AI as Artist, AI as Tool

When a system produces art, is it the creator — or the canvas?

Artificial intelligence has been hailed as a new kind of artist. From generating portraits to composing music and writing poetry, AI systems can produce work that looks — and sometimes even feels — creative. But are these systems truly artists in their own right, or are they better understood as sophisticated tools in human hands?

The Spectrum of Agency

Creativity with AI sits on a spectrum:

  • AI as tool: a paintbrush, camera, or instrument, extending the human hand and mind.
  • AI as collaborator: a system that surprises, suggesting possibilities the human may not have imagined alone.
  • AI as artist: a system credited with authorship, treated as the origin of the work itself.

Where a given project falls on this spectrum often depends less on the system’s capability, and more on how humans choose to frame and value it.

The Role of Human Intention

Even when AI generates images or texts independently, human agency remains central. Someone designed the system, curated the data, and prompted the output. The creative act is distributed — part human, part machine, and part cultural context. This blurring makes it difficult to assign clear boundaries between tool and artist.

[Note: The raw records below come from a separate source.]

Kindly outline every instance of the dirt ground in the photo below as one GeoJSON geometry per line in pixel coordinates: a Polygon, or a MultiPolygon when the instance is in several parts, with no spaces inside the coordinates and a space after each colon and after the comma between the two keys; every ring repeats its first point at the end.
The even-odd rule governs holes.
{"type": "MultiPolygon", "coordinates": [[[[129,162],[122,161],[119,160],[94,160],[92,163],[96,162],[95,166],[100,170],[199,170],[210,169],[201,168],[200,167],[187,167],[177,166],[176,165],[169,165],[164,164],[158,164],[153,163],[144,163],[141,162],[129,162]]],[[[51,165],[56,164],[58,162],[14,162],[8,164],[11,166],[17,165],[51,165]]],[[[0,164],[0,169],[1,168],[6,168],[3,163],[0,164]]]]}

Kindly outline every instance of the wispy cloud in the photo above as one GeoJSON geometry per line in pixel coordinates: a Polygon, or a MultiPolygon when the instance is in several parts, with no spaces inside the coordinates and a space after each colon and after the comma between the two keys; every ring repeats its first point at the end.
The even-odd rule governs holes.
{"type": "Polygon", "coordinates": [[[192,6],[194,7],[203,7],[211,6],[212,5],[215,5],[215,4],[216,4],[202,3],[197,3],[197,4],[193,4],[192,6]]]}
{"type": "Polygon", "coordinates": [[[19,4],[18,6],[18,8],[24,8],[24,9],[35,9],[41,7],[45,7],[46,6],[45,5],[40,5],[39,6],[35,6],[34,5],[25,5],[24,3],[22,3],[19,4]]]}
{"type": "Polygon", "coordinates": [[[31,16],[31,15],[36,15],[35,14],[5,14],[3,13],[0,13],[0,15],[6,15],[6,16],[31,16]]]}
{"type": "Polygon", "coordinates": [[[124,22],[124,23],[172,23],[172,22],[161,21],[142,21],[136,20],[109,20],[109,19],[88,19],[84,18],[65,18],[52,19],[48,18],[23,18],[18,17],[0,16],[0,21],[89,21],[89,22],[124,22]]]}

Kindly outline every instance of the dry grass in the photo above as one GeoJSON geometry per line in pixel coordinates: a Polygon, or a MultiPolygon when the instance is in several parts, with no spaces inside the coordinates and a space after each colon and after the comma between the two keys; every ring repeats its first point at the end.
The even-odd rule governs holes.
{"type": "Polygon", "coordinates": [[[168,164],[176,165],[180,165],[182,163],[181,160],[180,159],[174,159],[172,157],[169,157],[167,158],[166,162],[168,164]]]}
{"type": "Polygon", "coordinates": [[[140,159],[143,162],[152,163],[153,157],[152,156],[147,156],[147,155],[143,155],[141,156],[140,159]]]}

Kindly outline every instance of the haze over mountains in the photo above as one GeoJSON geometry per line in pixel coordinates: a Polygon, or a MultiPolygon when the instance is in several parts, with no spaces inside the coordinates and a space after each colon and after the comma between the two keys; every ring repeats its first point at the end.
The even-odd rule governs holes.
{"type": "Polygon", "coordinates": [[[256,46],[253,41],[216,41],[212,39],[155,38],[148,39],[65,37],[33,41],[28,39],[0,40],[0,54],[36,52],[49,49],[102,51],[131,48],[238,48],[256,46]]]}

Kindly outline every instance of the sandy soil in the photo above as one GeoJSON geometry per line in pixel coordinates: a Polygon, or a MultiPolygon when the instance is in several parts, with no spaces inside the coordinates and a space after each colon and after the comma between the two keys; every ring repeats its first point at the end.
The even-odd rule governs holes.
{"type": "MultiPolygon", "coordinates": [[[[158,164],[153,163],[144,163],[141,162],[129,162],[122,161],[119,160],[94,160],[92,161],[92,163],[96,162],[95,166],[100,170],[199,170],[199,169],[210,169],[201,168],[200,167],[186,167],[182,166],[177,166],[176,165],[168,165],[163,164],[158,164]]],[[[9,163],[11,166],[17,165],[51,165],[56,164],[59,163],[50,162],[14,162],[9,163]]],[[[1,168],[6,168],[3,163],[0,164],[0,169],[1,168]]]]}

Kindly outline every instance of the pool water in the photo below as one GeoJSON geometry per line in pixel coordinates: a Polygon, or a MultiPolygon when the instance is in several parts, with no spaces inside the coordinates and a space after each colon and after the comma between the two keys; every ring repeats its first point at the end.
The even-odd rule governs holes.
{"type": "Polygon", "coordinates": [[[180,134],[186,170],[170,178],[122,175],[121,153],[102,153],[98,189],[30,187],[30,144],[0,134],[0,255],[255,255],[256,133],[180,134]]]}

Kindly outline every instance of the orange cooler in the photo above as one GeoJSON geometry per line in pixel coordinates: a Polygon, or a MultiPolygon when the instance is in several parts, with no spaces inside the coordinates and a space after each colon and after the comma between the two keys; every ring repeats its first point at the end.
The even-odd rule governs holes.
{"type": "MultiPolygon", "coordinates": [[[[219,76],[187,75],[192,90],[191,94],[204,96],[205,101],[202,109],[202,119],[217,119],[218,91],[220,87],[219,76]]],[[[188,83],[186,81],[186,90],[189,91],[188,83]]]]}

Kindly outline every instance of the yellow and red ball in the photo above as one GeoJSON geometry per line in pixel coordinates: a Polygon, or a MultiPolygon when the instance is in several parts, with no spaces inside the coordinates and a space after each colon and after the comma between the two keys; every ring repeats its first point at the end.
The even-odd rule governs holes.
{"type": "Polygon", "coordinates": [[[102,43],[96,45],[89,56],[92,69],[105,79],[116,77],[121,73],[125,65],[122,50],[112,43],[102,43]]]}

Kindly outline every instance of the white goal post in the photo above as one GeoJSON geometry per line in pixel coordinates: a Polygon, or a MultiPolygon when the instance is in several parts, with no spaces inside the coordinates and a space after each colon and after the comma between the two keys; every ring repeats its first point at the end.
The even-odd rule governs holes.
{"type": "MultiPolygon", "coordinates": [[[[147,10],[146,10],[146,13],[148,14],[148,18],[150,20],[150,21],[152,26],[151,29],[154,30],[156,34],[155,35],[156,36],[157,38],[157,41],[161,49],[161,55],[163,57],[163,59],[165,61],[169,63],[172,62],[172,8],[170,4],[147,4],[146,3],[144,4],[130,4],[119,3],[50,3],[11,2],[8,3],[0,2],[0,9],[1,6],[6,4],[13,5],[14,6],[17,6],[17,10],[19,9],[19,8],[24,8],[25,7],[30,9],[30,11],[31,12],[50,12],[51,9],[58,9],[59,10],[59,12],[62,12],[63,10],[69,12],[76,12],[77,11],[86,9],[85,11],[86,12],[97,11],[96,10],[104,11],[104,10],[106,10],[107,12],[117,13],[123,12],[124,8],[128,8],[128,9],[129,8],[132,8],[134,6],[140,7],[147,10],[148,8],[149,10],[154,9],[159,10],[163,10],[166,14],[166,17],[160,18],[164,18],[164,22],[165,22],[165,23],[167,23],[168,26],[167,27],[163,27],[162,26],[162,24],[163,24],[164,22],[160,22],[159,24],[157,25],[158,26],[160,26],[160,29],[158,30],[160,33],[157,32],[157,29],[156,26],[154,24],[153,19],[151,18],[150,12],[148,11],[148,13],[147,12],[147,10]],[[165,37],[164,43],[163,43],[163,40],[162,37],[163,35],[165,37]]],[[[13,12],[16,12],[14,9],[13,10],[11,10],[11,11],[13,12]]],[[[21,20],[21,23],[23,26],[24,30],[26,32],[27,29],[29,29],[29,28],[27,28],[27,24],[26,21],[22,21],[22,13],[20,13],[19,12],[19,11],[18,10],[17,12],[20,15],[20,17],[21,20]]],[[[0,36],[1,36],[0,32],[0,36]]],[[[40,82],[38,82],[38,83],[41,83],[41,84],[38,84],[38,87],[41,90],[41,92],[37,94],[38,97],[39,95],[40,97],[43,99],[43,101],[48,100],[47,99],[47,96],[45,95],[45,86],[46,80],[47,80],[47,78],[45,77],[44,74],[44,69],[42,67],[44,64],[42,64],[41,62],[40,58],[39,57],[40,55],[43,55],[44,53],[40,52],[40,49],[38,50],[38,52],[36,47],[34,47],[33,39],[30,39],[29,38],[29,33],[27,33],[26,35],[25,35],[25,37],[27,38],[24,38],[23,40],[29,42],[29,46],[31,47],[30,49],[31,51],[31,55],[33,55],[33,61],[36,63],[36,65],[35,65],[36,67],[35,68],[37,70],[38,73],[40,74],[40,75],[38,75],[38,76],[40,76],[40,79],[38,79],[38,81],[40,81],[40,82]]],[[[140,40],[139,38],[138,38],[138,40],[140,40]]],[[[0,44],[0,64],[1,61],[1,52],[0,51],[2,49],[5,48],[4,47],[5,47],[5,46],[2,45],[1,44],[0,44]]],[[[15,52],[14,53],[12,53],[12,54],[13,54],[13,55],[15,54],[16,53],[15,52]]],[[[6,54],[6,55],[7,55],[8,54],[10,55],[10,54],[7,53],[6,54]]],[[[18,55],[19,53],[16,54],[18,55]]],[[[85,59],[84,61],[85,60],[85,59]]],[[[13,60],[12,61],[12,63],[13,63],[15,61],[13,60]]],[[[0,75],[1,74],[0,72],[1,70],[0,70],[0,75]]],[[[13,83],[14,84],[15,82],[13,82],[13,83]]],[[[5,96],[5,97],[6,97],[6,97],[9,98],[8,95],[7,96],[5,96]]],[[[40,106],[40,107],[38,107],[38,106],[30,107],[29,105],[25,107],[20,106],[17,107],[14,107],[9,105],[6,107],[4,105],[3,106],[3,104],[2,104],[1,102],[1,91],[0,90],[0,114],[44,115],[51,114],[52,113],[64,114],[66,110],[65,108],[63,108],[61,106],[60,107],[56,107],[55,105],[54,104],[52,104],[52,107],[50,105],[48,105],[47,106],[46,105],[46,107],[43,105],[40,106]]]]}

The Risk of Anthropomorphism

To call AI an “artist” risks anthropomorphising. These systems do not seek expression, nor do they experience meaning in what they produce. Yet humans are quick to ascribe intentionality to outputs that move or impress us. The label of “artist” often reflects our response, not the system’s reality.

Why It Matters

How we describe AI shapes how we govern and value it. If AI is a tool, the focus is on user responsibility. If AI is a collaborator, questions of co-authorship arise. And if AI is treated as an artist, we are forced to rethink ownership, originality, and even the meaning of creativity itself.